Na Schroders estamos muito conscientes das disrupções que estão a acontecer na indústria. Essas mudanças não nos assustam, abraçamo-las. Da Schroders somos adeptos de manter a política de aquisições de pequenas empresas que ofereçam à gestora capacidades de gestão que não tinham, como as recentes compras de uma boutique de private equity, Adveq, ou uma entidade de real estate centrada na gestão hoteleira, Algonquin, o que lhes permitem entrar em novos mercados (atualmente estão em 27 de todo o mundo).

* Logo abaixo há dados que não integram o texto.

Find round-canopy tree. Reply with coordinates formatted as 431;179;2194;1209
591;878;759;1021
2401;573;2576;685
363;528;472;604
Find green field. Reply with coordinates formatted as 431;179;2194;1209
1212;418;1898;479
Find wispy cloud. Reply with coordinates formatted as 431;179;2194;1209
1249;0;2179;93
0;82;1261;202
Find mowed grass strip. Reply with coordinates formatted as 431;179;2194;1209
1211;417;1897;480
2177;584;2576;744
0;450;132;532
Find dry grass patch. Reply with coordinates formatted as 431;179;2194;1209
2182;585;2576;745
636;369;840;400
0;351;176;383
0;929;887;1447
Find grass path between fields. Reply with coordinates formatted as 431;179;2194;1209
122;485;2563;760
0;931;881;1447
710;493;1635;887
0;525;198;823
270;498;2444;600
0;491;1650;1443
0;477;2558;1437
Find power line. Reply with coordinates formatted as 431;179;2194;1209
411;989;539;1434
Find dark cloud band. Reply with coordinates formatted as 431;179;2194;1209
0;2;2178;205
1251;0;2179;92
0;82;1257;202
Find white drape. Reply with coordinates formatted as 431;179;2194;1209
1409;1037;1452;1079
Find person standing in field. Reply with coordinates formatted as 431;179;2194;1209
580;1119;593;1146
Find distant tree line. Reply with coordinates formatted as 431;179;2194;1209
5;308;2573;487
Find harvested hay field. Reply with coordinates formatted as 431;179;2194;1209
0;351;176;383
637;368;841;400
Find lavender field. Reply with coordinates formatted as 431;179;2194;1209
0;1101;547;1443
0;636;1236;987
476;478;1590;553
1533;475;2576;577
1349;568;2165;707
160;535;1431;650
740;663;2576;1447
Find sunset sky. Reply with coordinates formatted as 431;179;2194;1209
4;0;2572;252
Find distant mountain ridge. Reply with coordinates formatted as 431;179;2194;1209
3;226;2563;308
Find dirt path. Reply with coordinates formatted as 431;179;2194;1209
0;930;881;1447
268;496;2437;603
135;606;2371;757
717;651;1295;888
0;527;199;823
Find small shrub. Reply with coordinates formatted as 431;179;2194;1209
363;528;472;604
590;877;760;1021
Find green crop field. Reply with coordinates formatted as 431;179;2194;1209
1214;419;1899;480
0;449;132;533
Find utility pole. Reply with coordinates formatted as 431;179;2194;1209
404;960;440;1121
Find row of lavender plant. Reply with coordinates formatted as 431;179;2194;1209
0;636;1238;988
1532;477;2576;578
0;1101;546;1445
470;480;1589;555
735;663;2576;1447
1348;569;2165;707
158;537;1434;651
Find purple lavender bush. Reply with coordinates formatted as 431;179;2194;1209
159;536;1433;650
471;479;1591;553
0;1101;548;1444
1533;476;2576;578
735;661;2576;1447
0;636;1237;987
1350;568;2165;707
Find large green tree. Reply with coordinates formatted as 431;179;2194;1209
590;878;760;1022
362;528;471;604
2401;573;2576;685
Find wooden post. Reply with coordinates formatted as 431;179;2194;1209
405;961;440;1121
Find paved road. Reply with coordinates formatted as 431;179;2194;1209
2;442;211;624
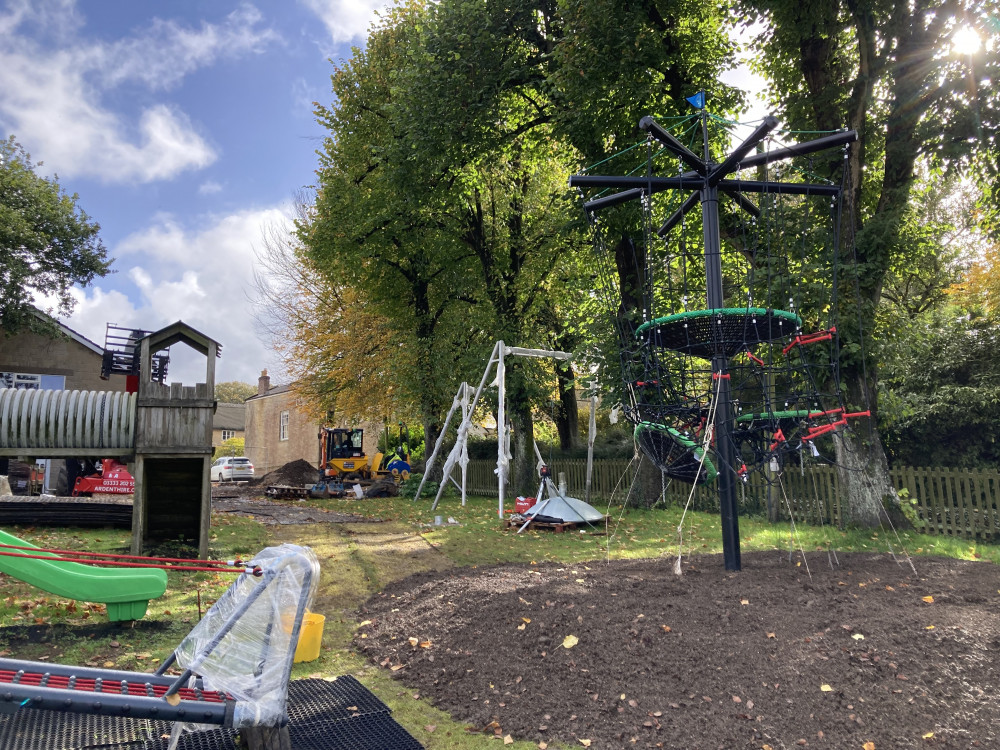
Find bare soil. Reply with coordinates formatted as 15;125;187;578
355;551;1000;750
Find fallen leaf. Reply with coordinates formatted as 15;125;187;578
562;634;579;649
578;740;591;747
863;742;875;750
504;735;514;744
347;706;358;711
820;684;832;692
424;725;436;733
767;632;776;639
538;743;548;749
925;625;935;630
390;664;404;671
408;637;419;648
661;625;672;633
517;623;526;631
922;732;934;739
740;598;749;605
922;596;934;603
522;617;531;624
419;640;432;648
852;634;865;640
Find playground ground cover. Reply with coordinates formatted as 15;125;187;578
0;493;998;749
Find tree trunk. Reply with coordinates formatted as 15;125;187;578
833;374;908;529
554;359;580;451
631;453;663;509
833;424;907;529
507;360;537;497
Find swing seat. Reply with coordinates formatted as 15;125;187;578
635;308;801;359
634;422;717;485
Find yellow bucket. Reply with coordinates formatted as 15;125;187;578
293;612;325;663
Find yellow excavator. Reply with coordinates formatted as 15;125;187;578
310;426;411;497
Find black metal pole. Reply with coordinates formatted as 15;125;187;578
698;113;742;571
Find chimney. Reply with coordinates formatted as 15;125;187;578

“Agora é mais importante estar focado em saber o que procuram os investidores e satisfazer as suas necessidades do que nos "meter-mos" em grandes processos de fusões que obriguem a concentrar os nossos esforços na digestão de operações deste género” (neste momento, por exemplo, estão a ver fluxos a entrar nos mercados emergentes). Por essa razão, para continuar a crescer no futuro, a Schroders irá continuar a apostar no reforço das suas capacidades e não na entrada em operações de M&A que distraiam a atenção de um cliente que, agora mais do que nunca, exige soluções. E cada um desses clientes fá-lo de forma específica, o que obriga a gestora a dedicar tempo e recursos para saber o que procuram e adaptar-se a eles, uma vez que – tal como indica Bergareche – “oferecer o mesmo produto a todas as pessoas não serve de nada. Não é um café para todos. Isso não dá. Cada cliente tem uma necessidade concreta”, conclui.